There are also people whose moral matrix is ​​triggered on almost only one module. These then become moral extremists who have a principled ethic. The convinced animal activist is such a person. Everything is reduced to one principle and everything else is irrelevant in their eyes.

The ideologically driven animal activist has a very pronounced sensitivity to the liberty/oppression foundation and not, as we might expect at first sight, to the care/harm foundation. The latter is the case with people who are committed more to animal welfare and who believe that people should be allowed to use animals for human purposes.

SEE ALSO: Animal welfare vs. animal rights: An important distinction. Truth About Fur.

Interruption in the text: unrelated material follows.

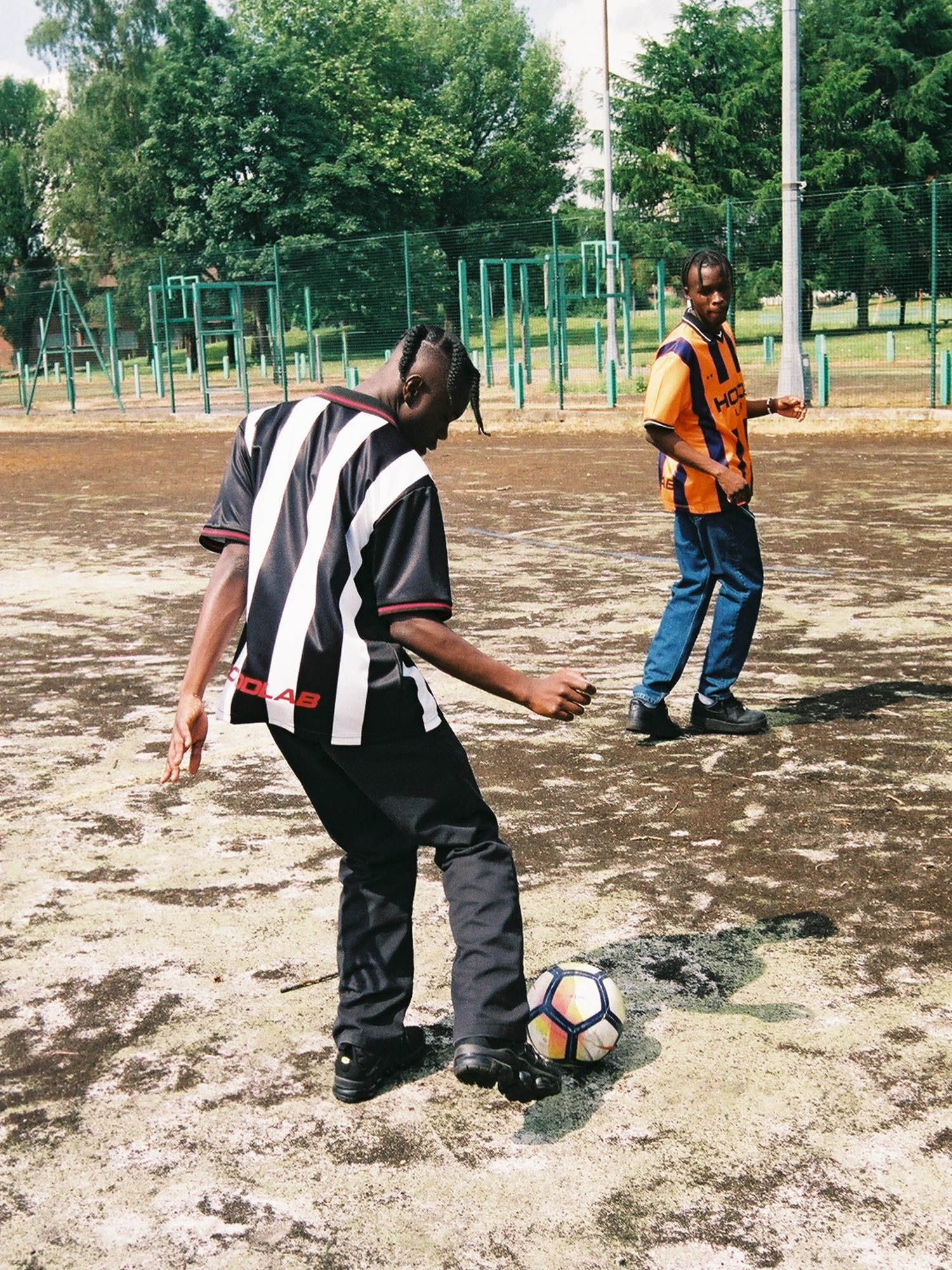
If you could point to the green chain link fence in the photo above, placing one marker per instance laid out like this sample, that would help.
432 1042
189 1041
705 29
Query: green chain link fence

In the first sentence of the introduction to his 1975 book Animal Liberation: A New Ethics for Our Treatment of Animals, Australian philosopher Peter Singer writes: “This book is about the tyranny of humans over animals.” Further in his introduction, he states that he “does not feel any love for animals”, but that he wants to end oppression and exploitation, wherever they may occur.

The animal rights activist plays with the general public on their care/harm foundation but their own motivation is the liberty/oppression foundation and their goal is therefore an end to the use of animals for human purposes, not animal welfare. Animal welfare is just the lubricant used by this movement to help it in its attempt to force its moral vision and way of life upon us.

The strength of this animal rights movement is the moral conviction that they are fighting a right fight.

However history shows that moral convictions can have enormous practical consequences. A recent example is Marxism. Marxists saw their beliefs not merely as personal views, but as absolutely certain scientific knowledge. Their socialism thus became “inevitable” and they had the future on their side, as it were. “History is on our side,” they liked to say. Their enormous self-confidence made them very intolerant of dissenters. Seventy years after Karl Marx’s death, about a third of humanity lived under regimes that called themselves “Marxist”. Instead of the expected ideal and just society, Marxist rule produced poverty and tyranny. When it became clear that the facts did not agree with Marx’s theories, so-called “revisionism” arose. Several Marxist thinkers tried to match Marx’s theories with the facts — and the facts with Marx’s theories.

Marxism was a stunning phenomenon because its ideas triumphed while on a practical level it failed permanently and the societies it spawned collapsed or eventually turned away from their Marxist policies.

In this area I see parallels with the animal rights movement and its leaders. They are also firmly convinced that they are right, and regard animal rights as a logical historical extension of rights for ethnic minorities and women, although this comparison does not hold. They also claim that acceptance of animal rights is “inevitable”; it is only a matter of time before anyone who disagrees sees the error of their ways. They also claim that their ideology is scientifically substantiated. And they, too, often adopt an intolerant attitude towards philosophies of life that do not fit their needs. Their views on animal rights are not open to discussion. The appearance of being open to collaborating with others is only part of a deliberate strategy to create a society free of all animal use.

The animal rights movement calls its own principled statement – that animals have the right to be left alone and live freely and undisturbed – the only morally correct position. To live up to this statement, it must curb the freedom of the human animal. Freedom of choice, inherent in being human, must be limited by law to the choice of those who claim to defend the freedom of all animals!

Wanting to apply the principle of moral equality also to beings who have no morality leads to absurd situations and takes us far from reality. It is very easy to point to an animal from a privileged situation and say, “We are not going to use that anymore”, but all things considered, such a method is worthless.